Benzonia
Ship Stats
State ID: 18CH515
Vessel Type: Merchant vessel (steamship)
Location: 38°28'13.94"N, 77°16'11.06"W (38.47054, -77.26974) (Duke University, 2016)
Length: 281 feet 10 inches
Breadth: 45 feet 2 inches
Deadweight Tonnage: 3,500
Builder: G.M. Standifer Construction Corporation, Vancouver, Washington
Owner: Titled to the State of Maryland under the Abandoned Shipwreck Act
Flora & Fauna: Significant flora growth along with an active osprey nest in the port stern area (facing out toward the river)

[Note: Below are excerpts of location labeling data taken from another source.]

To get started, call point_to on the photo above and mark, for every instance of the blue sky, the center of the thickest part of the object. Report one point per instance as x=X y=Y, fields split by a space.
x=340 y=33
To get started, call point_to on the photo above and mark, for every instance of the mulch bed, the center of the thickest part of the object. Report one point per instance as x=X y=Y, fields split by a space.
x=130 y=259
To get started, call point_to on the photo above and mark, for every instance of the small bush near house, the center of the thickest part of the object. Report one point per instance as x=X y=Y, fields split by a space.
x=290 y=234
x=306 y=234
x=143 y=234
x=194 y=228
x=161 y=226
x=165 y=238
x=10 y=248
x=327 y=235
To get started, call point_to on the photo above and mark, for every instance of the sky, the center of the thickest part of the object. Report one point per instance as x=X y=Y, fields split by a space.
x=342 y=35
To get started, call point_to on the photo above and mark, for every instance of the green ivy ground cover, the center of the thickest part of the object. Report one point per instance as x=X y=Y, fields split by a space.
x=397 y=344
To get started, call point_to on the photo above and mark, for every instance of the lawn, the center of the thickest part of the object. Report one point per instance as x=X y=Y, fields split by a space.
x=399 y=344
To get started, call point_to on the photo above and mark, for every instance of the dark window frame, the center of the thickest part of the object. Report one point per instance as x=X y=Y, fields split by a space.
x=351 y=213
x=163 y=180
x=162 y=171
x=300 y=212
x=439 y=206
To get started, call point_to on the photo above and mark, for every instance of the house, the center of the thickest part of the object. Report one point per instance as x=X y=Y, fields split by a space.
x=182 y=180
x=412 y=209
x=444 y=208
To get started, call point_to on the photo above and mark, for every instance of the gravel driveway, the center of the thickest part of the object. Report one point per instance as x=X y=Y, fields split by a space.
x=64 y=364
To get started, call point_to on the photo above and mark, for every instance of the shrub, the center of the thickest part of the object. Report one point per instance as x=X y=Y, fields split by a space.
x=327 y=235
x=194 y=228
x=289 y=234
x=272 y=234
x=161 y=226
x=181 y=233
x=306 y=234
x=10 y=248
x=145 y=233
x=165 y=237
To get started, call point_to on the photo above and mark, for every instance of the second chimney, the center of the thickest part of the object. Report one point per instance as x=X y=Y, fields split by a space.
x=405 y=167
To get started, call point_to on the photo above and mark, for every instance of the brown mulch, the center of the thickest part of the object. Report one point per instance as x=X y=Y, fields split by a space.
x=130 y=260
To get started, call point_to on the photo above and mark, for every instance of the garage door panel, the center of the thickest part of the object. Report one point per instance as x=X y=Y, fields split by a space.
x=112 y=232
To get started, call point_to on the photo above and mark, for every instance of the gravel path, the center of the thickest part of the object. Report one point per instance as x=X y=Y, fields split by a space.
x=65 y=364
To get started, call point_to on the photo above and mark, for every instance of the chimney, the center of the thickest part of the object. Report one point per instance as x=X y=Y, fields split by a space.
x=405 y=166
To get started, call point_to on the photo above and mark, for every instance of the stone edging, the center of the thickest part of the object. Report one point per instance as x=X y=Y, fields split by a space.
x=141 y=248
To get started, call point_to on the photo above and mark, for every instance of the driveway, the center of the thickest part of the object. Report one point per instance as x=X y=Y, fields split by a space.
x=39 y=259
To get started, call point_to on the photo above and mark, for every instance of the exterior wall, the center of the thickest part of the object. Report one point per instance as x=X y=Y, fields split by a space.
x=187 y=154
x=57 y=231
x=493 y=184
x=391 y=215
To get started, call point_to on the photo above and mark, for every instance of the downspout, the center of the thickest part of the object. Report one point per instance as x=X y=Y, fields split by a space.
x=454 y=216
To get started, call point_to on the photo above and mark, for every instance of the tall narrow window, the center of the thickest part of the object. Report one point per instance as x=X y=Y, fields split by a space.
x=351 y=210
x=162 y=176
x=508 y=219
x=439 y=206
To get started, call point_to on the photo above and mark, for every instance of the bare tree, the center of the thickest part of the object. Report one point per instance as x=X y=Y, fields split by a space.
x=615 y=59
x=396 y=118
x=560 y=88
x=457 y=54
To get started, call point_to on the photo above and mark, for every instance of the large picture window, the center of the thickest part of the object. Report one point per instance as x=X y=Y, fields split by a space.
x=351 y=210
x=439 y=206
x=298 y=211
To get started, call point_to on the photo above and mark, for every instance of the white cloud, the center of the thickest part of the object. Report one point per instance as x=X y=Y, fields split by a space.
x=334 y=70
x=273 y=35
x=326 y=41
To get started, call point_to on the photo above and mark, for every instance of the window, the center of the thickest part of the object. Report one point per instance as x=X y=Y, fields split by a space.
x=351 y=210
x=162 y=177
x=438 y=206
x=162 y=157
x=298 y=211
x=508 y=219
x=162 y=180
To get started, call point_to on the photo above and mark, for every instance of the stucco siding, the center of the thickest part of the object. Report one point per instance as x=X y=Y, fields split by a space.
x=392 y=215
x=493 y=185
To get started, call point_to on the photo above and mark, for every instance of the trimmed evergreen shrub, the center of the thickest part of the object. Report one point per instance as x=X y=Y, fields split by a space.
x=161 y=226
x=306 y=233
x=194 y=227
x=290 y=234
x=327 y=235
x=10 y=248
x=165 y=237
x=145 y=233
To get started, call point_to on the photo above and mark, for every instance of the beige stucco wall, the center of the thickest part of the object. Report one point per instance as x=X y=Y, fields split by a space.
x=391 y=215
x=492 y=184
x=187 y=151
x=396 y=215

Significance: United States Shipping Board vessel built for World War I effort
Wreck Site
The vessel sits in an east by west orientation with its bow facing the Maryland shoreline. Surveys recorded the presence of a sharp stern, ferrous fastenings and cross strapping, and extant stempost and sternpost. Concrete and three visible bulkhead foundations are in the forepeak. During Hurricane Isabel in 2003 a number of vessels shifted position, including Benzonia. Benzonia was essentially lifted from its resting place and laid back down again, atop another steamship hull, 18CH531 (Caribou), with the stern rising high out of the water. Benzonia caught fire twice between 2012 - 2022. The first time was in 2013, and the fire was extinguished by a Prince William Fire Department (Virginia) vessel. In 2016, another fire took hold, and it smoldered for more than a week, suffering substantial damage and destroying much of the prominent stern.
Historical Background
Benzonia was built by the G.M. Standifer Construction Corporation of Vancouver, Washington. The G.M. Standifer Construction Corporation had three shipyards, two of which were located in Vancouver, Washington, along the Columbia River. One of the shipyards built steel-hulled ships, while the other focused on building wooden-hulled vessels. Benzonia was built at the wooden shipbuilding shipyard, styled as a Ferris-type cargo steamship for the United States Shipping Board as part of the large war effort of World War I. Named after a town in Michigan, Benzonia launched on July 13, 1918, to great fanfare. Sold to Western Marine Salvage in 1922, Benzonia ended up in Mallows Bay, Maryland in 1929.